HAS ANYONE lost a flat, orange cat and some flies in the car park of Llantrisant Tescos? I found them yesterday and wonder if there is a reward.

Kris, Pontyclun

SEVERAL weeks ago I sent Denise Van Outen some of my pubic hair and a photocopy of my penis, yet she still hasn't had the decency to reply. Isn't it about time some of these so-called 'celebrities' looked down from their ivory towers and realised that it is borderline psychotics like myself who made them what they are today?

John Sowerby, Sedbergh

THESE NEW 'Gentlemen's Clubs' are a complete con. I went in one the other night and it was full of women. To add insult to injury, most of them were practically naked.

Robert Warren, e-mail

WHAT A rip-off these so called Scottish Widows are.

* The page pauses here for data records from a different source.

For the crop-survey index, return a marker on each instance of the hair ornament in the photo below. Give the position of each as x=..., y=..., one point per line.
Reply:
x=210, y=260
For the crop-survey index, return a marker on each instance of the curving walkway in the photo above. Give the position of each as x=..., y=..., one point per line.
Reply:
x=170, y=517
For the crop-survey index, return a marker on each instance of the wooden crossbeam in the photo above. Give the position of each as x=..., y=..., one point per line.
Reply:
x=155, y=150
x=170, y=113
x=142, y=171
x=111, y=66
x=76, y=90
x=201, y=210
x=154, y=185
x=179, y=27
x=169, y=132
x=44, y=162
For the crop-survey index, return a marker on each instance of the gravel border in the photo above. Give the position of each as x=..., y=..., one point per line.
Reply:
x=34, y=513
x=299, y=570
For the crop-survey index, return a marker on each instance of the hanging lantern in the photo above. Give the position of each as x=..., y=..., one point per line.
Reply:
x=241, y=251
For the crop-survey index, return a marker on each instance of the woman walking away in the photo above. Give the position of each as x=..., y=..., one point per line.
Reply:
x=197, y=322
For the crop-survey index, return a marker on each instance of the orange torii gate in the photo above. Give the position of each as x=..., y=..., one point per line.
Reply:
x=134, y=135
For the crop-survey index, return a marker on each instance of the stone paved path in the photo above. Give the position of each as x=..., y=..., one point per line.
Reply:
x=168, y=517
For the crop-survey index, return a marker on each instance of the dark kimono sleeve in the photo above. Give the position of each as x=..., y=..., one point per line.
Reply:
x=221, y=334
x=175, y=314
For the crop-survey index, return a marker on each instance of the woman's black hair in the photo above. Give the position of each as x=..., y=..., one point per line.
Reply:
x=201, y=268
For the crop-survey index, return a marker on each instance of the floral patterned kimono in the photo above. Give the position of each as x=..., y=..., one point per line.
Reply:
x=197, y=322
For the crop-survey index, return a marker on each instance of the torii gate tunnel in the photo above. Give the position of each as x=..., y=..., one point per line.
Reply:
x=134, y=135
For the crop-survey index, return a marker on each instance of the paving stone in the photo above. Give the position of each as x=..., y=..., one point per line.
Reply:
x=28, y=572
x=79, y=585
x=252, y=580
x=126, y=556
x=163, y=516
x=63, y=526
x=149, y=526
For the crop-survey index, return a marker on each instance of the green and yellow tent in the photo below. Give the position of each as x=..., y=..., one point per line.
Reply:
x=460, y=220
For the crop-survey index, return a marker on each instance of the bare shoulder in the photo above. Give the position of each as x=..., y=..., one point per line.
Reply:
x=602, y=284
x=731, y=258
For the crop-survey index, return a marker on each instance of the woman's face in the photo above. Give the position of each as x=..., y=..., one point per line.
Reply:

The one they advertise on telly is a real gorgeous, classy tart, but when I fixed myself up with one from the 'Encounters' section of the Glasgow Herald, she turned out to be a right old boiler living in a council flat in Motherwell.

Jamie McSporran, Glasgow

And my fave so far :blink:

THESE DAYS, most shops have wheelchair access, but once inside the shop, the needs of the disabled are all but forgotten. Whilst in my newsagents the other day, I realised how difficult it must be for someone in a wheelchair to purchase a top shelf magazine. They would have to ask someone to pass it down which would cause great embarrassment. . Wouldn't it be a good idea if newsagents had a pneumatic ramp by the magazines to lift wheelchairs up to the top shelf. It could be fitted with flashing lights and a klaxon to warn other customers to keep clear of the mechanism when in operation.